I personally feel I understand what these books are saying, but I was hoping you could confirm based on my explanation of that book if I am getting the right idea. I know you confirmed my previous explanations were correct earlier on, just thought it might be good to look at how one might respond to certain literature.
 

Thread Starter

sarah_c

Joined Jul 13, 2020
24
What is your point? That you don't like the way this author or that author phrases something? Fine. Pick one that you are happy with and move on. Or write the author and explain to THEM how you think they should phrase it in their next edition -- there's even a small chance that some of them might actually do so. But going on and on and complaining about it on an internet forum is not going change anything. Either you understand enough to grasp what they are trying to say, regardless of how imperfectly you feel that they have said it, or you don't. If you do, then give it a rest and move on. If you don't, then at this point there is virtually no chance that continuing is going to change that.
So disregarding the books, because well, who cares. The bottom line seems to be this. If you use current like the way NEETS does it, than you are being inconsistent at the end of the day. If you want to point your current arrow in the direction of electrons using the convention that everyone else uses, than you must do so with a negative value, and that is okay. However, the more traditional way to interpret a negative value is to say the net flow of positive charge moves the other way. So it is not wrong to say a negative value represents a net flow of negative charge, however it does not directly follow in applications outside of electric current, and this is where I am thinking your comment about "not logically following" came from. It doesn't mean the interpretation is wrong, it just sounds "weird" since for example water current doesn't have a negative form of water.

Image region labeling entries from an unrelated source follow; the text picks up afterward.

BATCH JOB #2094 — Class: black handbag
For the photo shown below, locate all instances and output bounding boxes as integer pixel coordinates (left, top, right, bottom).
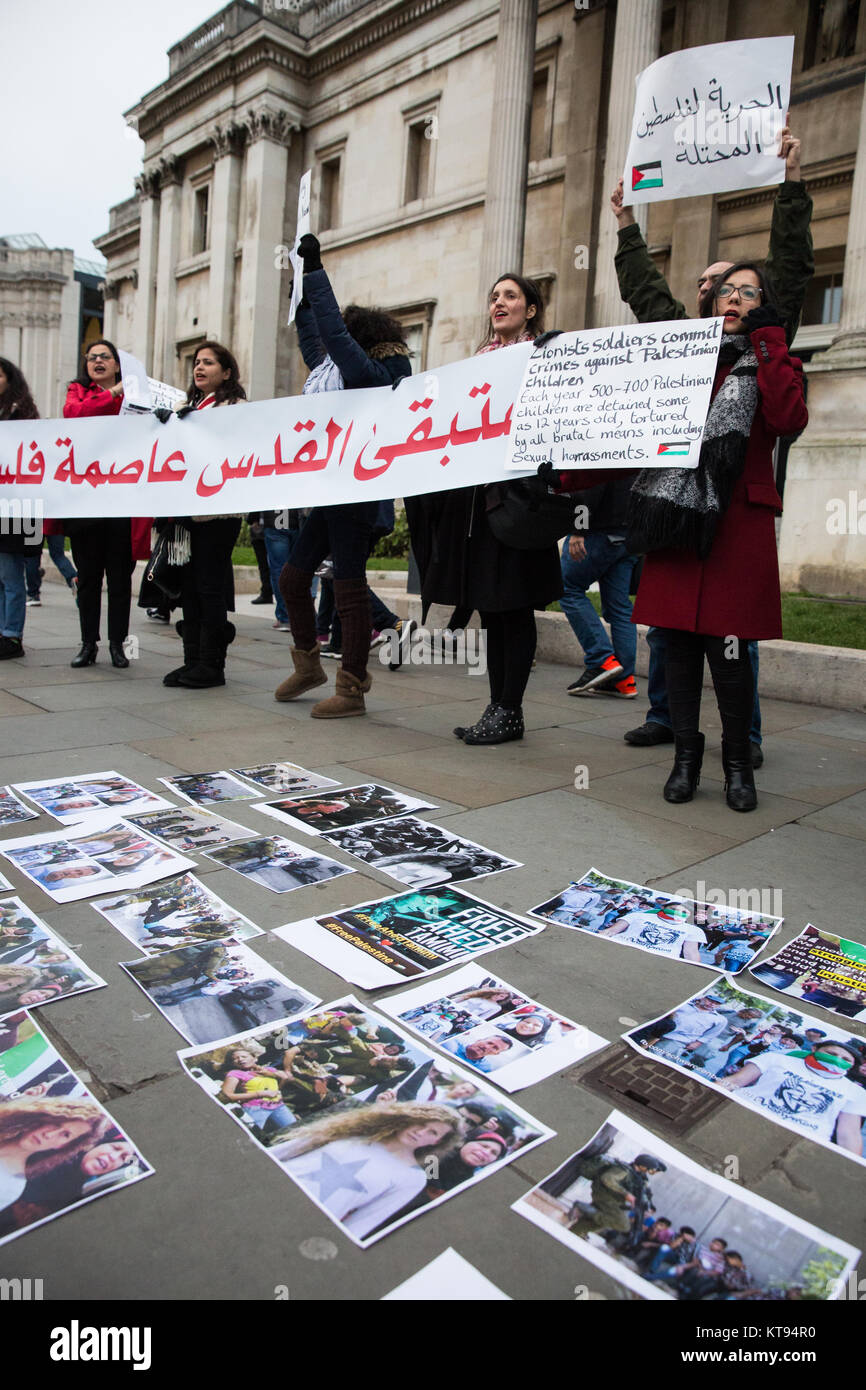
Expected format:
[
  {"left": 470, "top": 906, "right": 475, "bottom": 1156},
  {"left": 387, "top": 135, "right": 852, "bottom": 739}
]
[{"left": 487, "top": 478, "right": 574, "bottom": 550}]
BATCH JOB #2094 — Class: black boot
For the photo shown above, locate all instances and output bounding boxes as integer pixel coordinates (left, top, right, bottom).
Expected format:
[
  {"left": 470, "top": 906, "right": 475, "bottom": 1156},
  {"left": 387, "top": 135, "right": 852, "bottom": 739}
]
[
  {"left": 70, "top": 642, "right": 99, "bottom": 666},
  {"left": 163, "top": 620, "right": 202, "bottom": 685},
  {"left": 463, "top": 705, "right": 524, "bottom": 745},
  {"left": 662, "top": 734, "right": 703, "bottom": 805},
  {"left": 721, "top": 738, "right": 758, "bottom": 810}
]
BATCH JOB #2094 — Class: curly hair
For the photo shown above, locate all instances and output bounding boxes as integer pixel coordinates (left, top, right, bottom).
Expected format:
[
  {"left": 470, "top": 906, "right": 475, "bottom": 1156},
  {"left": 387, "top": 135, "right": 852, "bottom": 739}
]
[
  {"left": 288, "top": 1101, "right": 464, "bottom": 1158},
  {"left": 0, "top": 357, "right": 39, "bottom": 420}
]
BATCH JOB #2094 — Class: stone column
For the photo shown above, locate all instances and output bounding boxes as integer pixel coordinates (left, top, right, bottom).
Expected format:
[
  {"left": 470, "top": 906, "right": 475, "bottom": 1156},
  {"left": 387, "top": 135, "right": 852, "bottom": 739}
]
[
  {"left": 207, "top": 124, "right": 243, "bottom": 345},
  {"left": 132, "top": 170, "right": 160, "bottom": 373},
  {"left": 481, "top": 0, "right": 538, "bottom": 303},
  {"left": 592, "top": 0, "right": 662, "bottom": 327},
  {"left": 152, "top": 156, "right": 183, "bottom": 385},
  {"left": 232, "top": 107, "right": 299, "bottom": 400}
]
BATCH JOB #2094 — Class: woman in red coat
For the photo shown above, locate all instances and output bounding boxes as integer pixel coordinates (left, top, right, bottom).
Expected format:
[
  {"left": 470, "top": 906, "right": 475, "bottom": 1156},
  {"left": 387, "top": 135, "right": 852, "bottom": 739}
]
[
  {"left": 631, "top": 261, "right": 808, "bottom": 810},
  {"left": 63, "top": 338, "right": 150, "bottom": 667}
]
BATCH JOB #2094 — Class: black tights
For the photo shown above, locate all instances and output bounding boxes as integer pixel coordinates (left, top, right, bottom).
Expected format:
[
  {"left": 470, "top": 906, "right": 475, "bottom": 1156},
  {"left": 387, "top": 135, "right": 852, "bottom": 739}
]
[
  {"left": 664, "top": 628, "right": 755, "bottom": 746},
  {"left": 480, "top": 607, "right": 538, "bottom": 709}
]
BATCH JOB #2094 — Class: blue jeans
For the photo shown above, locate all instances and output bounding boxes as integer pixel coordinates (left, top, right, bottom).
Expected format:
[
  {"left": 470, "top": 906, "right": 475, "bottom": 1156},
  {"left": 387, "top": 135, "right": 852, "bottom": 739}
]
[
  {"left": 0, "top": 550, "right": 26, "bottom": 637},
  {"left": 560, "top": 531, "right": 637, "bottom": 680},
  {"left": 644, "top": 628, "right": 760, "bottom": 744}
]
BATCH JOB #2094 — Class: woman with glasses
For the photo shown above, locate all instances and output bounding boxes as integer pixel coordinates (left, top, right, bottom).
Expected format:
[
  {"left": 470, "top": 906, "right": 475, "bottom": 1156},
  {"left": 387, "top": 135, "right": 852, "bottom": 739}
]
[
  {"left": 63, "top": 338, "right": 150, "bottom": 669},
  {"left": 630, "top": 261, "right": 808, "bottom": 810}
]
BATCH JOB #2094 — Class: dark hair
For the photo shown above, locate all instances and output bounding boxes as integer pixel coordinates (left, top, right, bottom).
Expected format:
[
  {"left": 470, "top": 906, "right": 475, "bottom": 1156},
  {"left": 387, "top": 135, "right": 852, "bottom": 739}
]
[
  {"left": 0, "top": 357, "right": 39, "bottom": 420},
  {"left": 698, "top": 261, "right": 773, "bottom": 318},
  {"left": 75, "top": 338, "right": 121, "bottom": 391},
  {"left": 478, "top": 270, "right": 545, "bottom": 348},
  {"left": 186, "top": 339, "right": 246, "bottom": 406},
  {"left": 341, "top": 304, "right": 407, "bottom": 352}
]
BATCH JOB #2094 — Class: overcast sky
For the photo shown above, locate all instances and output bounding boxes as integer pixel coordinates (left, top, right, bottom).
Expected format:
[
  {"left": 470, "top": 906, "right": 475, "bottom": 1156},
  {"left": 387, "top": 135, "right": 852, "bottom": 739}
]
[{"left": 0, "top": 0, "right": 225, "bottom": 259}]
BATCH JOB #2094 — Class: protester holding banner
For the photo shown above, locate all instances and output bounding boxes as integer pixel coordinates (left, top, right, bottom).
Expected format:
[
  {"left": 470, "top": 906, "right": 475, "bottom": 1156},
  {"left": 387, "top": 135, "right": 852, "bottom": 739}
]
[
  {"left": 406, "top": 271, "right": 563, "bottom": 744},
  {"left": 275, "top": 232, "right": 411, "bottom": 719},
  {"left": 63, "top": 338, "right": 150, "bottom": 667}
]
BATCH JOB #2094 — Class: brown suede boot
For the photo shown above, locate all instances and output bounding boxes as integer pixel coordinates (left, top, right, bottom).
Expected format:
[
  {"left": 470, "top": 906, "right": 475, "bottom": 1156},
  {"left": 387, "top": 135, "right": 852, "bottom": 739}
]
[
  {"left": 310, "top": 667, "right": 373, "bottom": 719},
  {"left": 274, "top": 644, "right": 328, "bottom": 701}
]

Thus if you have a negative actual current to the right, electrons go right, net positive charge goes left, net negative charge goes right.

A positive actual current to the right means electrons go left, net positive charge goes right, net negative charge goes left.

You may come across authors and people who are sloppy with including the word positive and negative with their explanations, but you should be able to understand they are usually only interested in positive current, and thus the sign gets dropped in conversation.

If this summary is correct, than this topic makes perfect sense, thanks to your help!